Notes: Abstract. Chorismate synthase, the seventh enzyme in the shikimate pathway, catalyzes the transformation of 5-enolpyruvylshikimate 3-phosphate to chorismate which is the last common precursor in the biosynthesis of numerous aromatic compounds in bacteria, fungi and plants. The enzyme has an absolute requirement for reduced FMN as a cofactor, although the 1,4-anti elimination of phosphate and the C(6proR)-hydrogen does not involve a net redox change.
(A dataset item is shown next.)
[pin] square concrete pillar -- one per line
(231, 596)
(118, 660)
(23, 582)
The role of the reduced FMN in catalysis has long been elusive. However, recent detailed kinetic and bioorganic approaches have fundamentally advanced our understanding of the mechanism of action, suggesting an initial electron transfer from tightly bound reduced flavin to the substrate, a process which results in C—O bond cleavage. Studies on chorismate synthases from bacteria, fungi and plants revealed that in these organisms the reduced FMN cofactor is made available in different ways to chorismate synthase: chorismate synthases in fungi – in contrast to those in bacteria and plants – carry a second enzymatic activity which enables them to reduce FMN at the expense of NADPH. Yet, as shown by the analysis of the corresponding genes, all chorismate synthases are derived from a common ancestor. However, several issues revolving around the origin of reduced FMN, as well as the possible regulation of the enzyme activity by means of the availability of reduced FMN, remain poorly understood. This review summarizes recent developments in the biochemical and genetic arena and identifies future aims in this field.